Just two weeks ago, Airbnb appeared to be on an unstoppable rise to the top. The business had expanded internationally, including Australia, and had raised $112 million in funding.
Then the dreaded PR disaster struck. The company, which matches travellers with people who are happy to rent out rooms or properties, was hit by revelations that a user had her home ransacked and vandalised by a guest.
The customer, known only as EJ, subsequently complained that Airbnb had taken little notice of her complaint and swiftly cut off contact with her. The business has since furiously tried to make up lost ground, offering a $50,000 insurance guarantee to users.
But the damage has already been done. It remains to be seen how the issue will impact Airbnb in the long-term, but it has underlined the importance of making sure that your business keeps on top of its PR strategy.
Here we’ve picked out 10 of the worst PR disasters and what start-ups can learn from them.
1. Inadequate planning
Airbnb’s public relations woe wouldn’t ever happened if it had first plugged the yawning hole in its business plan – the fact the service requires people to allow strangers to stay in their houses.
With hindsight, it looks like a ticking time bomb. But even from the outset, start-ups should have the foresight to analyse their business model to see any deficiencies.
This shouldn’t just be your core product or service, it should extend to everything from hiring processes to marketing promotions. Grill’d’s disastrous dalliance with coupon offers demonstrates that lax planning can cost your business dearly, both in PR and financial terms.
2. Not saying sorry
“Hackgate” has been such a continuous, sprawling PR disaster for News Corporation that it is hard to pick out just one lesson from the debacle.
However, Rupert Murdoch made one of the oldest mistakes in the dusty PR manual shortly after arriving in the UK to frantically dampen down the phone hacking scandal that triggered the closure of the News of the World.
Asked by reporters what his priority was, he jabbed a finger at (soon to be ex) News International CEO Rebekah Brooks and said: “This one.” No mention of the thousands of victims of tabloid phone hacking, including murdered school girl Milly Dowler.
It’s pretty simple – if you mess up, say sorry. Customers will appreciate it and it can nip any negative publicity in the bud before it damages your business.
3. Getting customers too involved
Interacting with your customers is imperative. You need to know who they are, what they like and, most importantly, what they don’t like.
But you don’t want customers to completely drive your strategic direction. Kraft made an error in 2009 when it threw open the naming of a new Vegemite product to the public.
It appeared to be a good idea (great publicity, nice data acquisition), until the name iSnack 2.0 was picked out as the winner. Kraft clumsily backtracked after a ferocious media backlash forced it to think again.
4. Misusing social media
Twitter, Facebook and LinkedIn are wonderful ways in which to engage with customers, make business contacts and generally make people feel warm and fuzzy about your brand.

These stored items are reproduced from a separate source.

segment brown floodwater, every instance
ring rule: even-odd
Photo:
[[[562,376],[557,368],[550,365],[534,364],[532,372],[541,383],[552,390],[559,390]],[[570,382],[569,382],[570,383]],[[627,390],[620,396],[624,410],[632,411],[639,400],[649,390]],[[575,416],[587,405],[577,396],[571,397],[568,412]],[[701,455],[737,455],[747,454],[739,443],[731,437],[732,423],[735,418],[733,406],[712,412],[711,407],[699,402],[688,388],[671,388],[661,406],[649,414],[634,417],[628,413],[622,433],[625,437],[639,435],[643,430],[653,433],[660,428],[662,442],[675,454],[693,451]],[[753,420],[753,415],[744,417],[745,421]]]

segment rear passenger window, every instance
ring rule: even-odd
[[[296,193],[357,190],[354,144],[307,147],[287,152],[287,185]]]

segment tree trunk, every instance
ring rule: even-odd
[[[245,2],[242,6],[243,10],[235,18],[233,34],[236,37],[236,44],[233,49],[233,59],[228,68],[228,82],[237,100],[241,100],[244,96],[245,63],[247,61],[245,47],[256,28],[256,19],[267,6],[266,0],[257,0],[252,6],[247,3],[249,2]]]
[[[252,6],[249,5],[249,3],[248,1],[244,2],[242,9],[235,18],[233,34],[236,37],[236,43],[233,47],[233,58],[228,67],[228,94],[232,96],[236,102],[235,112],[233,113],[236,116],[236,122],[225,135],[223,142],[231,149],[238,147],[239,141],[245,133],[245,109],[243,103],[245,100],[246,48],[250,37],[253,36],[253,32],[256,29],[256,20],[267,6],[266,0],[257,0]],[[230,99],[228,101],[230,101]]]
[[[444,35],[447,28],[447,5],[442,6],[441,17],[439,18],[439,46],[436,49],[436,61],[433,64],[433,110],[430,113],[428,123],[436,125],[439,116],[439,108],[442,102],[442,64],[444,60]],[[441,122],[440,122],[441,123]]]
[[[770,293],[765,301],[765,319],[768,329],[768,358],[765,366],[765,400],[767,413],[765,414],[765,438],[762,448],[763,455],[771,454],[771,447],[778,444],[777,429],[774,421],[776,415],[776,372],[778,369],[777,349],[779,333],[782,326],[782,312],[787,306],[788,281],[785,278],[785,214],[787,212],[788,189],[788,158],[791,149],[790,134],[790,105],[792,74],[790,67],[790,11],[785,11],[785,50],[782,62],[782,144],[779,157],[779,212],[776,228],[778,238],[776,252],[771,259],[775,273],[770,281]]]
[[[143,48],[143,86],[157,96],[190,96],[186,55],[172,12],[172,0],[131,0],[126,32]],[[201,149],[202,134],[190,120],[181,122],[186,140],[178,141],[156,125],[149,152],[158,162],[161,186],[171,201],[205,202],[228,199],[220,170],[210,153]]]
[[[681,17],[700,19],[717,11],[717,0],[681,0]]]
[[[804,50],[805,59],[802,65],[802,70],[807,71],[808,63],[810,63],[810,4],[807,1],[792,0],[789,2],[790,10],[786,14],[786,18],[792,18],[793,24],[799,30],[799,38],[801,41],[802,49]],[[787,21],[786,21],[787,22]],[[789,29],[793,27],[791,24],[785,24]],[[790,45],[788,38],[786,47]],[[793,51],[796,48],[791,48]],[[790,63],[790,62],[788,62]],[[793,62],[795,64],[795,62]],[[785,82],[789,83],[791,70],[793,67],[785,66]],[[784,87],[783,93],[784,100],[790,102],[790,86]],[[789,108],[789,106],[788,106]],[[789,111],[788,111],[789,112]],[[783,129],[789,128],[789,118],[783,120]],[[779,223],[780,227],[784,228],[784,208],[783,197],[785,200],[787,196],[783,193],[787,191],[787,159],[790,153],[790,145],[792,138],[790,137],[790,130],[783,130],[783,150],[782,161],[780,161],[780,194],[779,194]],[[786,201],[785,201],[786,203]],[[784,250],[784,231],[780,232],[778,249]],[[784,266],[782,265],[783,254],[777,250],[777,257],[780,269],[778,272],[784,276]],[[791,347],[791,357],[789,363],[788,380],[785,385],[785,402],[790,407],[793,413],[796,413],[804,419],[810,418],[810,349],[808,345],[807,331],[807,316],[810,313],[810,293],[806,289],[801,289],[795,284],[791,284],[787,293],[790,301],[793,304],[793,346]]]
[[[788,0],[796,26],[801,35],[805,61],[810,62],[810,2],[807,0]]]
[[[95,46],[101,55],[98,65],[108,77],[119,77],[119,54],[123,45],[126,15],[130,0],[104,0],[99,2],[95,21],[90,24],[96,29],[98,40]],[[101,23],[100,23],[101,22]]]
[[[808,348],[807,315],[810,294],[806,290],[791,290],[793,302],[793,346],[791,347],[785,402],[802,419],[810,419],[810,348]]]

Indeed, social media can be a PR boon, spreading news and dealing with customer complaints in a speedy, personal way.
But it can backfire. There’s the offensive – such as Vodafone UK’s tweet of “VodafoneUK is fed up of dirty homos and is going after beaver” – and then there’s the tacky and inappropriate – such as fashion designer Kenneth Cole, who used the popular uprising in Egypt to plug his spring collection.
Use social media to make your start-up appear human and approachable. But remember that the rules change when you’re posting about your business, rather than your personal life.
5. Dangerous products
Sony had to recall 1.4 million of its batteries in 2006 after consumers’ laptops started exploding into flames. Three years later, crib maker Simplicity had to pull a total of two million of its cribs following the death of three children in the US.
It may sound fairly basic stuff, but it’s essential that the product or service you provide is safe to use. An early-stage start-up should have no excuse to overlook the quality control of the business.